A 3×4 real matrix’s kernel is found by turning the equation A x = 0 into a solvable system of linear equations and then reading off the free parameters from row-reduced (triangular) form. In this worked example, the kernel is a two-dimensional subspace of R4, meaning there are two independent directions of vectors that the matrix sends to the zero vector.

The kernel of a matrix A is defined as the set of all vectors x in R4 (because A has four columns) such that A x equals the zero vector in R3. Concretely, this becomes the homogeneous linear system A x = 0. Solving it is done by applying row operations to the augmented system (with right-hand side zero). Row operations preserve the solution set, so the kernel can be computed by transforming the matrix into an echelon/triangular form where entries below the diagonal are zero.

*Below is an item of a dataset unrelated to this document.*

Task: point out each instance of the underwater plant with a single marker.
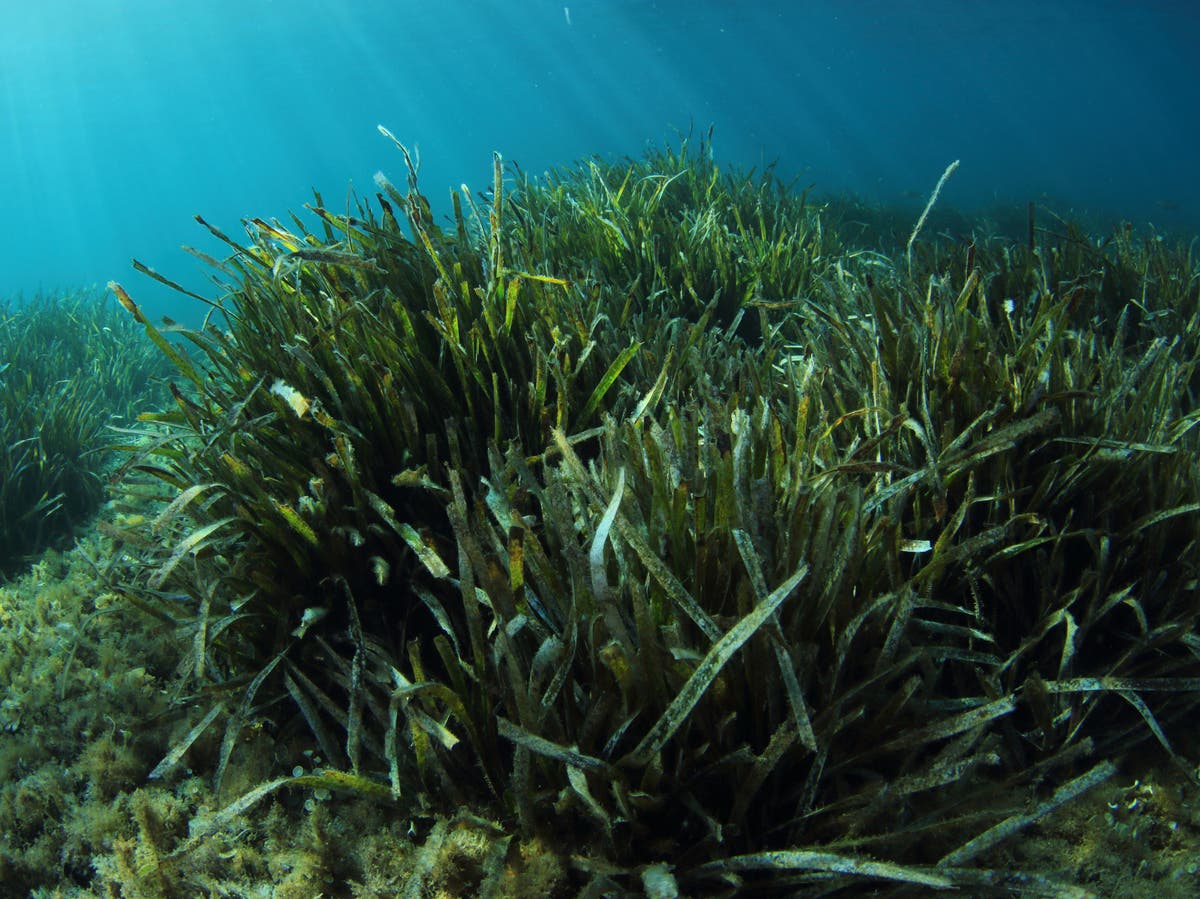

The calculation proceeds by eliminating the first column’s lower entries using combinations of rows: the second row is adjusted by subtracting 3 times the first row, and the third row is adjusted by subtracting 4 times the first row. This creates zeros in the first column below the pivot position. Next, the second column is cleaned up by using the new second row to eliminate the third row’s second-column entry. The third row ends up becoming all zeros, which is consistent with it being a multiple of the second row.

Once the matrix reaches echelon form, the system splits into equations involving pivot variables and free variables. The free variables are X3 and X4 (the “bound variables” are those tied to pivots). From the second row, the homogeneous equation is -2·X2 − 2·X3 + X4 = 0. To parameterize solutions, X3 and X4 are set to real parameters: X3 = α and X4 = β. Solving the second-row equation gives X2 = −α + (1/2)β.

The first row then provides the remaining relationship among X1, X2, X3, and X4. Substituting X2 = −α + (1/2)β, X3 = α, and X4 = β into the first-row equation yields X1 = −(3/2)α − (1/2)β (equivalently, the transcript presents it as X1 = −3/2·α − 1/2·β). Therefore every kernel vector has the form (x1, x2, x3, x4) = (−3/2·α − 1/2·β, −α + 1/2·β, α, β), with α, β ranging over the real numbers.

Finally, the solution set is expressed as a linear combination of two vectors—one multiplying α and one multiplying β. The kernel is written as the span of two linearly independent vectors in R4, making the kernel exactly a two-dimensional subspace. The two basis vectors are extracted from the coefficients of α and β, and their linear independence confirms they form a basis for the kernel in this example.